Registration of backbones and datasets#

The registration of backbones and datasets is a new feature that allows to make them easily accessible with the new --backbone and --dataset arguments. This is done with the register_backbone and register_dataset decorators, respectively.

These decorators can be applied either to subclasses of the backbone or dataset classes, or to functions that return the backbone or dataset. The decorator takes a single argument, the name of the backbone or dataset, which will be used to select the backbone or dataset from the command line (with --backbone or --dataset).

For example, the following code registers a dataset called MyDataset:

from mammoth.utils import register_dataset

@register_dataset("my_dataset")
class MyDataset:
    def __init__(self, arg1, arg2="default"):
    self.arg1 = arg1
    self.arg2 = arg2

After the registration, the dataset can be accessed with the following command:

python my_script.py --dataset my_dataset --arg1 value1 --arg2 value2

The arguments arg1 and arg2 are automatically built and added to the parser (see below).

Under the hood, the decorator registers the backbone or dataset in a global dictionary with the register_dynamic_module_fn function. In principle, this function allows to register any kind of module, but it is currently used only for backbones and datasets.

Dynamic arguments#

Each backbone or dataset may require different arguments. However, having to specify all of them would be cumbersome and would result in a big list of unreadable parameters added to the main parser. To avoid this, we now support dynamically creating and adding the arguments only for the chosen backbone or dataset.

The arguments are loaded during the registration of the backbone or dataset with the register_backbone or register_dataset decorator. The decorator will automatically try to infer the arguments from the signature of the function (or the __init__ method if applied to a class). For each argument in the signature, its default value will be used as the default value during parsing. If the default is not set, the argument is required; otherwise, the argument is optional. The type of the argument is inferred from the default value (default is str) or from the type hint.

Since the arguments are dynamically added, they will be available only if the corresponding backbone or dataset is selected. This means that the pipeline to build the arguments is quite complex, as it needs also to account (in increasing order of priority) for:

  • The default values set into the dataset or backbone class.

  • The dynamic arguments set by the dynamic registration. Those for the dataset may be added first, but those for the backbone must be added last, as the backbone may depend on the dataset or the model configuration.
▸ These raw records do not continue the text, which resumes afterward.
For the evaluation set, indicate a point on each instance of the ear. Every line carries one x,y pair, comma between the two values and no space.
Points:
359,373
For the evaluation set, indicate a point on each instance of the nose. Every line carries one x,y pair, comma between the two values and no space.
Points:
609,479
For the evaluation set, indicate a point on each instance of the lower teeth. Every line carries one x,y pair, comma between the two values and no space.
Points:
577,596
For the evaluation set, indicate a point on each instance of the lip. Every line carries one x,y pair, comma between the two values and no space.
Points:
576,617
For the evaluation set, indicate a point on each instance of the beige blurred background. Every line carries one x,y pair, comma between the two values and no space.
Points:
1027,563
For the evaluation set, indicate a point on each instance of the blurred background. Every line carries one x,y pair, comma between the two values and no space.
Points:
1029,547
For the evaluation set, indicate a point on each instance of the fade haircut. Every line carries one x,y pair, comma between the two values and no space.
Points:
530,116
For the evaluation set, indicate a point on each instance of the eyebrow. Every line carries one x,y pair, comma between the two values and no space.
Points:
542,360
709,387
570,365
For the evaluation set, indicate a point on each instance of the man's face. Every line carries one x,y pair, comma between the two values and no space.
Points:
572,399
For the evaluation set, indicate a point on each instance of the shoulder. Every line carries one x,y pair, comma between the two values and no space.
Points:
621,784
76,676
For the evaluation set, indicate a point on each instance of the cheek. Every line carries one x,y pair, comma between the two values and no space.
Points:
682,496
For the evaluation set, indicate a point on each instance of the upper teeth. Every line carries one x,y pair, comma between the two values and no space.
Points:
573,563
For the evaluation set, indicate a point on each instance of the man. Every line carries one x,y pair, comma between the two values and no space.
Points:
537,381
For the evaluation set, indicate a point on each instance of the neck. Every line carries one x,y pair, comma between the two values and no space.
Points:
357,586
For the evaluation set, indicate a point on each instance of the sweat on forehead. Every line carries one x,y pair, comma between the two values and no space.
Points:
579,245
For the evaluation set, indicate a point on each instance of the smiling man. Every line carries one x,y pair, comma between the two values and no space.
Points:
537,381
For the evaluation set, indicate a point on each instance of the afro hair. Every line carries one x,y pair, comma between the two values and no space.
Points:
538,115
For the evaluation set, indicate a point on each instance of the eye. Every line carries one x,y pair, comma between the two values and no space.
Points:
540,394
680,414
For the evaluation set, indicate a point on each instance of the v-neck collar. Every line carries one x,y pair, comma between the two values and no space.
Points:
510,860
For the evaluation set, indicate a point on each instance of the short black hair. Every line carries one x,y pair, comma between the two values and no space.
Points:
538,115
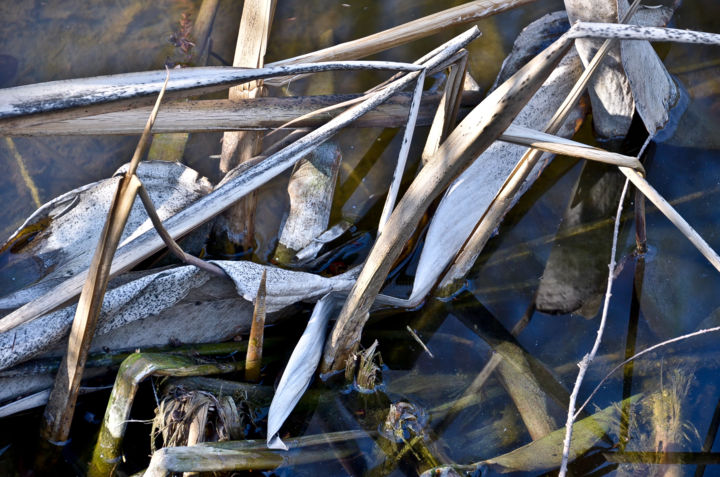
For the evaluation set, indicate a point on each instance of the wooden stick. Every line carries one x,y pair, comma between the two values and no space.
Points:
61,404
507,194
171,244
40,103
588,358
206,207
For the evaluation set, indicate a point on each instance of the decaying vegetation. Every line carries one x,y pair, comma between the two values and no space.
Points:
83,315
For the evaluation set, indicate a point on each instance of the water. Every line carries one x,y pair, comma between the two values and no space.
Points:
674,295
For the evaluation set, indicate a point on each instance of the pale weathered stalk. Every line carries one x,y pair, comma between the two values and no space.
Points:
474,134
208,206
241,146
260,113
407,32
61,403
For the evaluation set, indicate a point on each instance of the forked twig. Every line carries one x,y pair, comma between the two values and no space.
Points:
583,365
171,244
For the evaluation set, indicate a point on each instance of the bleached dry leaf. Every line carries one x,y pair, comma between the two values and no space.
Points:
299,371
479,183
67,228
311,189
182,304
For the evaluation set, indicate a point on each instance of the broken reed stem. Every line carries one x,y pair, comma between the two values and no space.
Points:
210,205
585,363
253,360
58,414
407,32
447,111
171,244
266,113
133,370
241,146
403,154
474,135
674,217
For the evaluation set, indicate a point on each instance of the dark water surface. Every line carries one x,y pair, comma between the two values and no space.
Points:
676,294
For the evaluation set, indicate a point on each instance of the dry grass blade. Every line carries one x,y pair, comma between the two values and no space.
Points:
635,32
476,132
402,156
253,360
61,405
208,206
674,217
414,30
169,242
447,110
38,103
558,145
260,113
238,146
505,197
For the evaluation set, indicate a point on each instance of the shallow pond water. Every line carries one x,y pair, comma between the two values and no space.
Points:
673,293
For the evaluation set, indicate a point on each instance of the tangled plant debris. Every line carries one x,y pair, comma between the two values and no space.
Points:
438,215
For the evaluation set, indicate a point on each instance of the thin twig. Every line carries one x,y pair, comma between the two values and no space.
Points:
172,245
253,359
417,338
641,353
589,357
27,178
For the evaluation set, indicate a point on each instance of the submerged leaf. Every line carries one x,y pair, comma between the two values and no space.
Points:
546,453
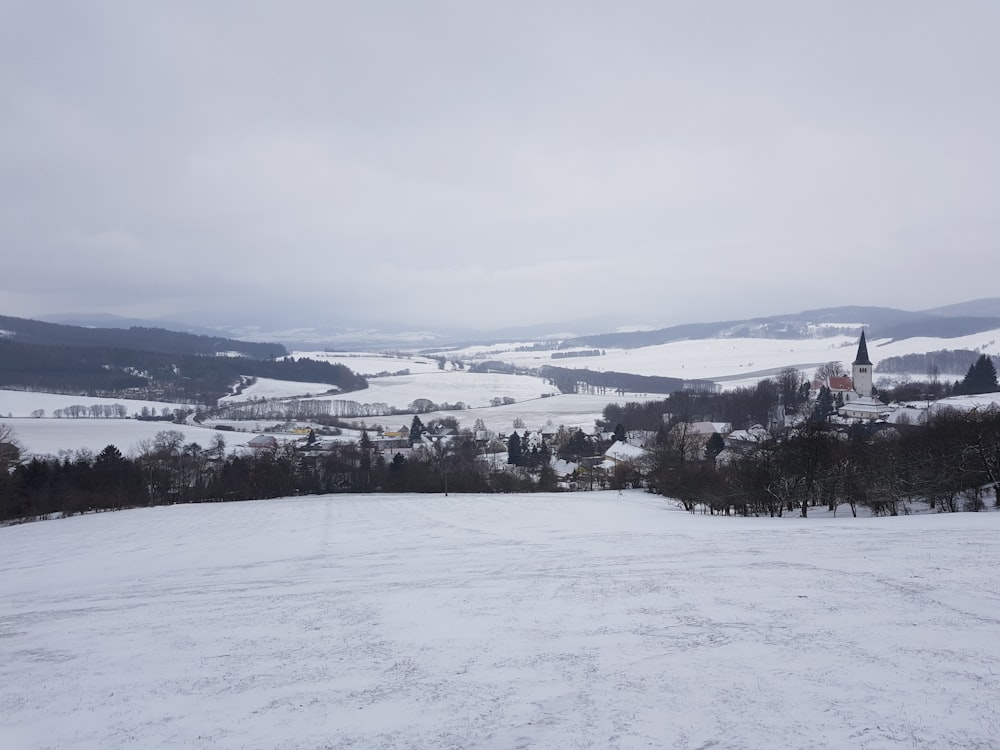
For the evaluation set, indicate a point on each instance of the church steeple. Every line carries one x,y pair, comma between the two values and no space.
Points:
862,369
862,358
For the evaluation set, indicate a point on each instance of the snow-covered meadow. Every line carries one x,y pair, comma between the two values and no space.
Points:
540,621
734,361
47,437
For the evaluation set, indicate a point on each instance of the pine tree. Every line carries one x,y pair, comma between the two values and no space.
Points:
980,378
417,430
824,405
714,446
514,450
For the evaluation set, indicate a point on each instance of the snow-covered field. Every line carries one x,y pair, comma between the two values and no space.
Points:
740,361
471,388
266,388
559,621
50,436
23,403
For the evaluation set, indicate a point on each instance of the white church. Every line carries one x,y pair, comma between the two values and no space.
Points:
863,405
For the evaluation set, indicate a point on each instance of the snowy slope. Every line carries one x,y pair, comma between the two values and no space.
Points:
23,403
50,436
561,621
735,358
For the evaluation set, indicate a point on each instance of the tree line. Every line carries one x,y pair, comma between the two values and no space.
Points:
132,373
952,462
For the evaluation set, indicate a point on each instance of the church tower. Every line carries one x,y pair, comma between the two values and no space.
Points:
862,369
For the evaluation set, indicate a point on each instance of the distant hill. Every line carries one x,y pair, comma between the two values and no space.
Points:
159,340
880,322
150,363
980,308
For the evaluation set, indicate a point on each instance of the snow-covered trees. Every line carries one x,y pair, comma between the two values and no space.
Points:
980,378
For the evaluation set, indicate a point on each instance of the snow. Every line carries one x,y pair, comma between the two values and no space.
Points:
541,621
736,361
268,388
369,365
44,437
967,403
22,403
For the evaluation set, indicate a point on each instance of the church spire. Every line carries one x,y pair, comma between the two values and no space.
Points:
862,358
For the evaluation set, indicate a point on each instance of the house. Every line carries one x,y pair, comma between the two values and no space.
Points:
623,453
862,405
263,442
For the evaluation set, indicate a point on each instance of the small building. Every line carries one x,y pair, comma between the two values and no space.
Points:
863,405
263,442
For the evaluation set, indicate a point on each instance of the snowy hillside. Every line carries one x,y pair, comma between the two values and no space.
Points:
732,360
538,621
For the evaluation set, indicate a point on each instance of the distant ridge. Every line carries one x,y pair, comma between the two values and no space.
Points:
951,321
160,340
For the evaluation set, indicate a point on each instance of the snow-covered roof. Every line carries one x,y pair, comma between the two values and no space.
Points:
865,407
710,428
620,451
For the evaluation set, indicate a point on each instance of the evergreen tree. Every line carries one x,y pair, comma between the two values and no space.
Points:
980,378
514,449
417,430
824,408
714,446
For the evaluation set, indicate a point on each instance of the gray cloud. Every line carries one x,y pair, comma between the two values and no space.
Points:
489,164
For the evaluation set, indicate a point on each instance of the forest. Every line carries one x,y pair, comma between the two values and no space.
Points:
133,373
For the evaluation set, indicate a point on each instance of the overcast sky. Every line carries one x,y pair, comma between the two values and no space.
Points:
484,164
Nonetheless, the default values set by the dynamic registration are overridden by the next steps.

  • The dataset configuration file, which may contain additional arguments for the dataset or alter some characteristics of the dataset itself, such as the number of tasks or the transforms to apply.

  • The default values set using the set_defaults method of ArgumentParser.

  • The model configuration file, which may contain different default values for the arguments of the backbone.